I think places where the police still walk a beat (or other regular outreach over a wide area) and get to know the locals rarely have issues with regular people. But cities don't want to spend that kind of money on these things as they would rather not tax people to pay for it. Yet it's an investment in cities' future; otherwise you wind up with this.
I think you may be underestimating how much cities dedicate their budgets to police spending:
"Mayor Eric Garcetti's 2020-2021 city budget gives police $3.14 billion out of the city's $10.5 billion.
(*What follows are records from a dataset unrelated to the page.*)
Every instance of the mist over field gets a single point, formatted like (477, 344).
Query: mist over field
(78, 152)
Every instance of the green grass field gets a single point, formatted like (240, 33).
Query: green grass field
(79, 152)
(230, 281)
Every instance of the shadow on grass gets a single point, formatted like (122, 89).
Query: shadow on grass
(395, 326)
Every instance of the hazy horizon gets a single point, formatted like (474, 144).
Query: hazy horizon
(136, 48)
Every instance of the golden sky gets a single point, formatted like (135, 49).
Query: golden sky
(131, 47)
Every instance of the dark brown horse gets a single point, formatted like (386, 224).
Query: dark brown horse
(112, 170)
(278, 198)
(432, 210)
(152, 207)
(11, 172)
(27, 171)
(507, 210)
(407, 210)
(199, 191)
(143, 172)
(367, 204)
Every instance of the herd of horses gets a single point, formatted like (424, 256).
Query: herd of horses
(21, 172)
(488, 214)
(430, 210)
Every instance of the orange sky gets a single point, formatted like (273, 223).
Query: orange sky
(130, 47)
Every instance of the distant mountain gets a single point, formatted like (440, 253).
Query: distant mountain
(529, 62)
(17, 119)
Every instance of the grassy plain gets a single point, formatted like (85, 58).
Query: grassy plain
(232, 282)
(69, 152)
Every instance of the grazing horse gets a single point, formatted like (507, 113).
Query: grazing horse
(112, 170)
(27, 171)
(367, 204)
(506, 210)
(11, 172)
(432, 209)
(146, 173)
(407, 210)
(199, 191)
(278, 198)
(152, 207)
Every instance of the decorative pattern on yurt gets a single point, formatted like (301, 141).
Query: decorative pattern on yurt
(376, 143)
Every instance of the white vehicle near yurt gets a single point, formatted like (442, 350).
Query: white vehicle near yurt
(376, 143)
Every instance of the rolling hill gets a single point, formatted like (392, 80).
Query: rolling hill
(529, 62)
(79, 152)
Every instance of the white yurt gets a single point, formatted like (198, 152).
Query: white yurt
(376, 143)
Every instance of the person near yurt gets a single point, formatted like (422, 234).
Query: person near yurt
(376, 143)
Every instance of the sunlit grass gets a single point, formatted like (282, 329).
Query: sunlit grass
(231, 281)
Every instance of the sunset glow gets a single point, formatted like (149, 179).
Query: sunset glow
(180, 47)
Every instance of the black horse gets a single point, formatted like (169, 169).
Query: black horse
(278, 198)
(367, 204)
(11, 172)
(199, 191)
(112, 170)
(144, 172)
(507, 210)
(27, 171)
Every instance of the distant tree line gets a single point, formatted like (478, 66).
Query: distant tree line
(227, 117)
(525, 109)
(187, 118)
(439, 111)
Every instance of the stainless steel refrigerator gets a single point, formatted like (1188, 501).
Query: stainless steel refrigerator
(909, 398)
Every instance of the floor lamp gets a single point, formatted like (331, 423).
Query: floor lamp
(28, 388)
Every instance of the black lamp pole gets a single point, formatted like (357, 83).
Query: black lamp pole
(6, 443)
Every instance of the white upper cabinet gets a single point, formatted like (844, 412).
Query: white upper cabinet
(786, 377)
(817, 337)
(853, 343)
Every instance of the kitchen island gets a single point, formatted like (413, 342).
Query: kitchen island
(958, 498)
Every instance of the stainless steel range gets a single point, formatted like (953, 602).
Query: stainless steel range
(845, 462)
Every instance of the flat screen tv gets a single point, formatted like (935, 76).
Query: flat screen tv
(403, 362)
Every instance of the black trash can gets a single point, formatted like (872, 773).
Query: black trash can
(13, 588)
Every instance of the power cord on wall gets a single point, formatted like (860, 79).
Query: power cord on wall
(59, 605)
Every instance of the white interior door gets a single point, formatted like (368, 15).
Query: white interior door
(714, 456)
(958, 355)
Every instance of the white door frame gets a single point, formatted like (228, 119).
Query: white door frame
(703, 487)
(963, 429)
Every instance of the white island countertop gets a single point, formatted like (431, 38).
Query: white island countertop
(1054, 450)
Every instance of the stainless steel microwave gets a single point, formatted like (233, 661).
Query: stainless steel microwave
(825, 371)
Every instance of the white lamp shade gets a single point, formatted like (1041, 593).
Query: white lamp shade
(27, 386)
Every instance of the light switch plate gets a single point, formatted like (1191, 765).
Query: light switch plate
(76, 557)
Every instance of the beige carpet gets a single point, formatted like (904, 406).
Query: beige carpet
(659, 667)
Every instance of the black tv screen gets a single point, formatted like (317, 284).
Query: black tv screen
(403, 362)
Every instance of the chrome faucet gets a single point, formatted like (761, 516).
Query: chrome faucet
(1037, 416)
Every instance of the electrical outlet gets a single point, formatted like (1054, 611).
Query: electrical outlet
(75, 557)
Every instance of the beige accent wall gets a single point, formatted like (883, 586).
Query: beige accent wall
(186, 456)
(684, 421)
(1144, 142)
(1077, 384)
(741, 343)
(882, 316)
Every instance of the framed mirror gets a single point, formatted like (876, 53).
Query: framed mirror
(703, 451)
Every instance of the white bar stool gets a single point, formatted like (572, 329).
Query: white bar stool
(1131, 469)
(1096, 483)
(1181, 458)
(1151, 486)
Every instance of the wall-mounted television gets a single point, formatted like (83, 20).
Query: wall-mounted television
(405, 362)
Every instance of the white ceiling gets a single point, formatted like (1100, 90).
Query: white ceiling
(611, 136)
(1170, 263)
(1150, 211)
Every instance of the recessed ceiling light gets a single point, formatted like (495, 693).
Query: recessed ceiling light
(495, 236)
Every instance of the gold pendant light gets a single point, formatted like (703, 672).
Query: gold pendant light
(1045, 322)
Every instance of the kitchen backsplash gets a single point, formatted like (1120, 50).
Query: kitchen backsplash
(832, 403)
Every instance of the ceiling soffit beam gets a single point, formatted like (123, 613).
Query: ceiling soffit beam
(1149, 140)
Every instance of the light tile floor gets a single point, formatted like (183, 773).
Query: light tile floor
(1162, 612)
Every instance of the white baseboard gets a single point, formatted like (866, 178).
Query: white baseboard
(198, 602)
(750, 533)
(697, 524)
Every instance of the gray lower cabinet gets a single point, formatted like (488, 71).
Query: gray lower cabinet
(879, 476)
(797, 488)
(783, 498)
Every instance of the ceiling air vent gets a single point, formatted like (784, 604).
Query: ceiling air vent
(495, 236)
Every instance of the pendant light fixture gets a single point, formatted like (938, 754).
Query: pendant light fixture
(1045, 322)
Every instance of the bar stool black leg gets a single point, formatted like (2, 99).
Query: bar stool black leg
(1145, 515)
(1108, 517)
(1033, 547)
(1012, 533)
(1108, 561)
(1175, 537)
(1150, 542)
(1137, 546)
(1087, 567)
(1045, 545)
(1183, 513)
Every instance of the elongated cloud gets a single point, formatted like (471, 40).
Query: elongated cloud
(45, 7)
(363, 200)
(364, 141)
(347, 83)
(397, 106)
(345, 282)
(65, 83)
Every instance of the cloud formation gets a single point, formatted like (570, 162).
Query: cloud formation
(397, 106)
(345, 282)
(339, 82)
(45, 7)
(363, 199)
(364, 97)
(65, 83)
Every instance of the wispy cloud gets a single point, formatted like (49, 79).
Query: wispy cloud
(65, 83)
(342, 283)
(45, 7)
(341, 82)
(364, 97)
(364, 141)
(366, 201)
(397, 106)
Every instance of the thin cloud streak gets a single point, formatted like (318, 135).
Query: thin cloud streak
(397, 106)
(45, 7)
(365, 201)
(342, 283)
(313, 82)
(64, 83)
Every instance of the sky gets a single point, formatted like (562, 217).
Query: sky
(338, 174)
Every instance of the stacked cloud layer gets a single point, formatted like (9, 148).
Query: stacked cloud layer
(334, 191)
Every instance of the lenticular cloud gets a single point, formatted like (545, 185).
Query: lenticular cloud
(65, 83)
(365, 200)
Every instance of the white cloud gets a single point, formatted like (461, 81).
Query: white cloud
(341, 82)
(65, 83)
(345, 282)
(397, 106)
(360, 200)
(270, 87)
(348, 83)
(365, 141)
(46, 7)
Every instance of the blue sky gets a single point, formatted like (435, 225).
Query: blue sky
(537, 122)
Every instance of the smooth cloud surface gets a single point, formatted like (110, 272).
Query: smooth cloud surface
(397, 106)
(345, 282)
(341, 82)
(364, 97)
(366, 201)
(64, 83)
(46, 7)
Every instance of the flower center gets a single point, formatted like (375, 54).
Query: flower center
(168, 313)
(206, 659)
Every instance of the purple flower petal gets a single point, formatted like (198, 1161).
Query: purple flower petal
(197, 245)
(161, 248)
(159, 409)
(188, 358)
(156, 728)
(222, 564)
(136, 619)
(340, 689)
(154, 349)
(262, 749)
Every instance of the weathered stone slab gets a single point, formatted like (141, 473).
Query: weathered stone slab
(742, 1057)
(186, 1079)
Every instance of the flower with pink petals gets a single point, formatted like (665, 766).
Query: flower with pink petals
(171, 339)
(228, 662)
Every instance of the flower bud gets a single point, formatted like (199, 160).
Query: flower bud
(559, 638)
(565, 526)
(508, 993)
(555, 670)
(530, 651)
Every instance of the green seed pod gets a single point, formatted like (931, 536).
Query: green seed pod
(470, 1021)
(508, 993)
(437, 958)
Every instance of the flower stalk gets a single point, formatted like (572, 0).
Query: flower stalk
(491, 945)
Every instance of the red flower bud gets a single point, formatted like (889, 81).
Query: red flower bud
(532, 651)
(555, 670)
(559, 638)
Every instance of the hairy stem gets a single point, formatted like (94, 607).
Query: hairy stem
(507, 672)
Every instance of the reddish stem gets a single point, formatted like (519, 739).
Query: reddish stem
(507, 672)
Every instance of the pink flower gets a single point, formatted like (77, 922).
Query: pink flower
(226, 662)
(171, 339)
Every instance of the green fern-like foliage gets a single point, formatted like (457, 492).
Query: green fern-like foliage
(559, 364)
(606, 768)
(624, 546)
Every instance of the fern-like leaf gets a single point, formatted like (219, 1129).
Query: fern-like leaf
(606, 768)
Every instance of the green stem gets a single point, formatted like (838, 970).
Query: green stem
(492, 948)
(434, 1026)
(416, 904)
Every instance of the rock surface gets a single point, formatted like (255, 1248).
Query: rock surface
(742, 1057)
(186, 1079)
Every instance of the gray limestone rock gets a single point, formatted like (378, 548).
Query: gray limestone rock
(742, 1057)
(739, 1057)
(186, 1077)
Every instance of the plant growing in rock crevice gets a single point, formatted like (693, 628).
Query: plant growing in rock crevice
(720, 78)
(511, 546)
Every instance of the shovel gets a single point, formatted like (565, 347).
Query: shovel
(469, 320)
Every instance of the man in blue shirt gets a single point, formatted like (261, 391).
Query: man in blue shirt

That's the single biggest line item, dwarfing, say, emergency management ($6 million) and economic development ($30 million)." (In fact, LAPD is getting pay raises while LA teachers are getting a pay decrease)
"New York City spends more on policing than it does on the Departments of Health, Homeless Services, Housing Preservation and Development, and Youth and Community Development combined."
"A whopping 39 percent of Chicago's 2017 budget went to police, and still the department got even more money, peaking in 2020 with a 7 percent increase to nearly $1.8 billion."
Note, this is, to the best of my knowledge, solely police, not even adjacent forces like e.g. fire departments or ambulances.
Regardless, as far as policing goes, NYC's 5 borough/county/city system is _much_ more complicated, which proponents might say justifies their (imo insane) $6 Billion(!) annual budget allocation, but if you compare that to NYC's $34 Billion [1] education budget, it looks a little more reasonable than LA's $3 Billion LAPD budget compared to LAUSD's $7 Billion [2] education budget.